3.4 Shrinkage Methods - Summary

Shrinkage Methods

Because subset selection is discrete, resulting model can have high variance. Shrinkage methods are more continuous.

3.4.1 Ridge Regression

Minimizes penalized ($\lambda \beta^T \beta$) RSS. $\lambda$ is complexity parameter.

With OLS, coefficients of correlated features can have high variance; large positive coefficients offset effect of large negative coefficients.

Need feature normalization:

  1. Standardize features: otherwise, coefficients of smaller-scaled features will be penalized more.
  2. Center features: intercept $\beta_0$ is not included in penalty term. Estimate $\beta_0 = \overline{y}$ and estimate other coefficients with centered features.

Estimate is $ \hat{\beta_{RR}} = (X^T X + \lambda I)^{-1} X^T y $, where $X^T X + \lambda I$ is invertible if $\lambda > 0$.

Using SVD, $X \hat{\beta}_{LS} = UU^Ty $ and $X\hat{\beta}_{RR} = \sum_i^p u_i \frac{d_i^2}{d_i^2 + \lambda} u_i^T y$. p-th coordinate $u_p^T y$ of the basis $U$ is shrinked the most because it has smallest singular value $d_p$.

Also, first principal component $z_1 = Xv_1$ has maximal variance among all directions in $C(X)$ and subsequent components (with smaller singular values) have smaller variance. Hence, ridge regression shrinks directions with smaller variance.

Effective degrees of freedom is $df(\lambda) = \sum_i^p \frac{d_i^2}{d_i^2 + \lambda}$.

3.4.2 Lasso

$L_1$ penalty $\sum_1^p \lvert \beta_j \rvert \leq t$.

Solution is nonlinear w.r.t. $y_i$, and there is no closed form solution. Use LAR (3.4.4) for minimizing Lasso penalty.

Continuous subset selection: sufficiently small $t$ will cause some coefficients to be zero.

Standardized parameter is $ s = t / \sum_1^p \lvert \hat{\beta}^{LS}_i \rvert$.

3.4.3 Subset selection, ridge regression, and Lasso

If features are orthonormal, Lasso also has closed form estimate.
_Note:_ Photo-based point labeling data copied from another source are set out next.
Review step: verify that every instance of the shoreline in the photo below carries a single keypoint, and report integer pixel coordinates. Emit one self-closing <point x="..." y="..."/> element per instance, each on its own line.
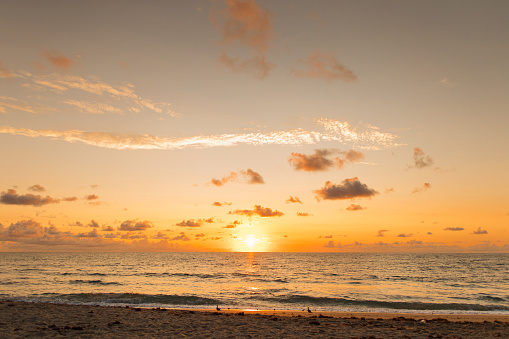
<point x="31" y="319"/>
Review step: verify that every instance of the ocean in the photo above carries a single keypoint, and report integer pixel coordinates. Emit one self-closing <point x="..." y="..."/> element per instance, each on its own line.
<point x="368" y="282"/>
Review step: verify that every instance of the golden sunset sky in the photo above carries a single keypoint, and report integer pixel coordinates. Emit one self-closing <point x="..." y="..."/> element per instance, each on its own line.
<point x="241" y="125"/>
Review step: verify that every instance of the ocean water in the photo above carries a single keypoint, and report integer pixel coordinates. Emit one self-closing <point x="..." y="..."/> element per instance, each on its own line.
<point x="440" y="283"/>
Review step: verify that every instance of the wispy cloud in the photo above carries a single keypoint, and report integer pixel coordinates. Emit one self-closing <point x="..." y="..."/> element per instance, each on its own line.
<point x="324" y="66"/>
<point x="249" y="176"/>
<point x="293" y="200"/>
<point x="348" y="189"/>
<point x="355" y="207"/>
<point x="421" y="160"/>
<point x="243" y="22"/>
<point x="12" y="198"/>
<point x="333" y="131"/>
<point x="424" y="188"/>
<point x="121" y="98"/>
<point x="260" y="211"/>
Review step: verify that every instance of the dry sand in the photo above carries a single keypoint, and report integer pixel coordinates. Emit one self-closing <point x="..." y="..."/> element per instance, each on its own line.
<point x="37" y="320"/>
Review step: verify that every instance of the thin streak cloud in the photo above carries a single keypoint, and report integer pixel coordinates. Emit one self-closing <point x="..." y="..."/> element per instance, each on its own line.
<point x="334" y="131"/>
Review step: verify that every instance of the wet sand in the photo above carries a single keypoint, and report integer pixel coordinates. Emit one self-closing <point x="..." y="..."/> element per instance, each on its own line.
<point x="37" y="320"/>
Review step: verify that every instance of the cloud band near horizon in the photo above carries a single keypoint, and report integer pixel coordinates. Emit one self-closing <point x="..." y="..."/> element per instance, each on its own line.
<point x="370" y="138"/>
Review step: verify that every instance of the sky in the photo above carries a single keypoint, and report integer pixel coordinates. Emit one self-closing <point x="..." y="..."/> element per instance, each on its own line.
<point x="242" y="125"/>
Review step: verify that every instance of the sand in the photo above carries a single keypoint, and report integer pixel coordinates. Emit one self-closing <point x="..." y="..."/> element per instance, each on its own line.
<point x="38" y="320"/>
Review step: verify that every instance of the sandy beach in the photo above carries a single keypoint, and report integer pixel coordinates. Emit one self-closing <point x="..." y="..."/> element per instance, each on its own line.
<point x="36" y="320"/>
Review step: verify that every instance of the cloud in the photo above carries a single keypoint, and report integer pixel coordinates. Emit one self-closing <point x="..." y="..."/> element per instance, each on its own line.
<point x="93" y="108"/>
<point x="324" y="66"/>
<point x="355" y="207"/>
<point x="58" y="60"/>
<point x="249" y="176"/>
<point x="320" y="159"/>
<point x="334" y="131"/>
<point x="243" y="22"/>
<point x="480" y="231"/>
<point x="193" y="223"/>
<point x="234" y="224"/>
<point x="258" y="66"/>
<point x="93" y="223"/>
<point x="293" y="200"/>
<point x="4" y="72"/>
<point x="23" y="229"/>
<point x="12" y="198"/>
<point x="134" y="225"/>
<point x="37" y="188"/>
<point x="92" y="234"/>
<point x="303" y="214"/>
<point x="217" y="203"/>
<point x="311" y="163"/>
<point x="424" y="188"/>
<point x="421" y="160"/>
<point x="258" y="210"/>
<point x="253" y="177"/>
<point x="181" y="237"/>
<point x="121" y="98"/>
<point x="348" y="189"/>
<point x="454" y="229"/>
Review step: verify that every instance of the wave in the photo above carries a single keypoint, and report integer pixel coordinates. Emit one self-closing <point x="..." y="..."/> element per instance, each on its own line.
<point x="94" y="282"/>
<point x="376" y="304"/>
<point x="138" y="299"/>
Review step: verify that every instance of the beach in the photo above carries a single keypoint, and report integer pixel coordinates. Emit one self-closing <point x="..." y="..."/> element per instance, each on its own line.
<point x="36" y="320"/>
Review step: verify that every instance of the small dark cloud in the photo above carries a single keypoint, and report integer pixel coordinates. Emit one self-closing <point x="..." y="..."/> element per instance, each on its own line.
<point x="258" y="210"/>
<point x="355" y="207"/>
<point x="234" y="224"/>
<point x="93" y="223"/>
<point x="134" y="225"/>
<point x="454" y="229"/>
<point x="293" y="200"/>
<point x="480" y="231"/>
<point x="92" y="234"/>
<point x="37" y="188"/>
<point x="189" y="223"/>
<point x="421" y="160"/>
<point x="12" y="198"/>
<point x="315" y="162"/>
<point x="217" y="203"/>
<point x="181" y="237"/>
<point x="348" y="189"/>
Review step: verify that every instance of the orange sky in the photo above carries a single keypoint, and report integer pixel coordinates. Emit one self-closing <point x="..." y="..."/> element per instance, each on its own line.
<point x="352" y="126"/>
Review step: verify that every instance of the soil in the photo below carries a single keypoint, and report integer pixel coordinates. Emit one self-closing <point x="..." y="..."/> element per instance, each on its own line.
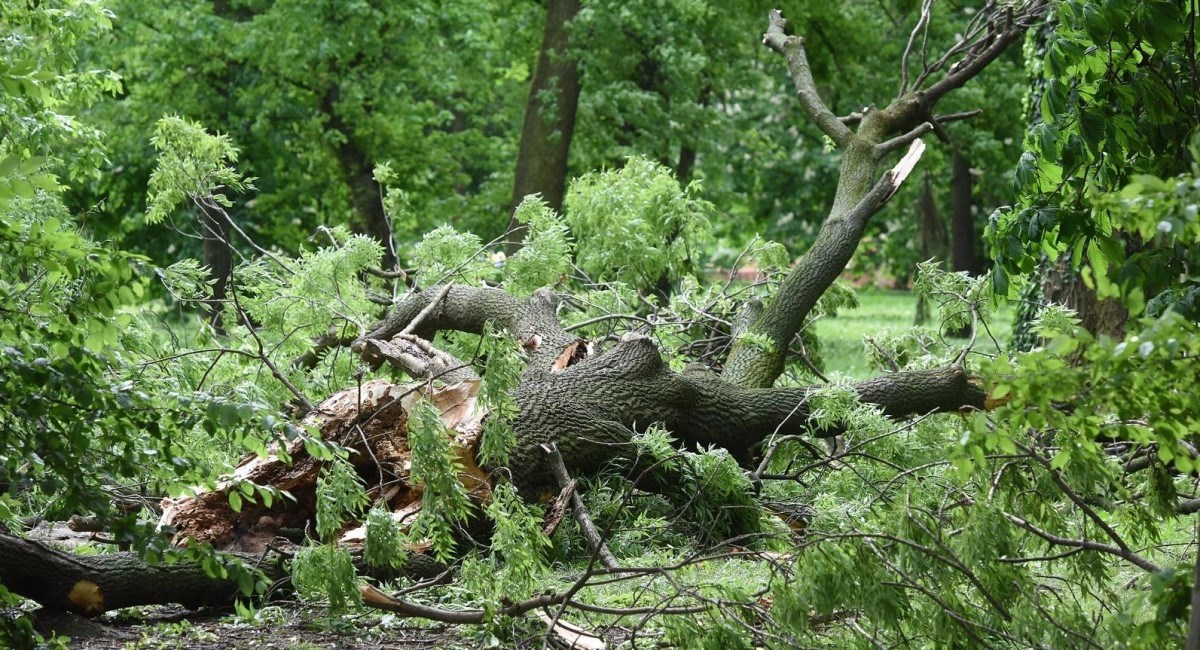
<point x="279" y="627"/>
Ridge is proportional shrinkage, Lasso is soft-thresholding (shrink to drop), subset selection is hard-thresholding (drop or not).

Estimation picture (Figure 3.11). Equi-RSS elliptical contours centered at $\hat{\beta}_{LS}$ meet $L_q$ constraint region.

  • When $p > 2$, Lasso constraint region has many corners, setting parameters to $0$.
  • Lasso has smallest $q = 1$ s.t. constraint region is convex; if $q < 1$ optimization is more difficult.
  • If $q > 1$, $\lvert \beta_j \rvert^q$ is differentiable at 0, so doesn’t drop coefficients to 0.

TODO: Elastic-net penalty

TODO: Bayesian interpretation

3.4.4 Least Angle Regression

At each iteration $k$, move coefficients in the active set $A_k$ towards the OLS estimate of the residual $r_k$ onto $X_{A_k}$, until another feature has as much correlation with the residual.

Then, at each iteration:

  1. OLS direction keeps the correlations tied and decreasing.
  2. $X_{A_k}\hat{\beta}_k$ makes smallest angle with the features in $X_{A_k}$.
  3. Exact step length can be calculated.

For Lasso path, if a non-zero coefficient reaches zero, drop it from $A_k$.

Degrees of freedom

How many parameters were used? Define effective degrees of freedom of adaptively fit $\hat{y}$ as df($\hat{y}$) $= \frac{1}{\sigma^2} \sum_{i=1}^N Cov(\hat{y}_i, y_i)$.

Estimation Method df($\hat{y}$) Notes
Least Squares k -
Ridge $\sum_i \frac{d_i^2}{d_i^2 + \lambda}$ -
Subset Selection > k No closed form; by simulation.
Least Angle = k -
Lasso ~ k approximately size of active set.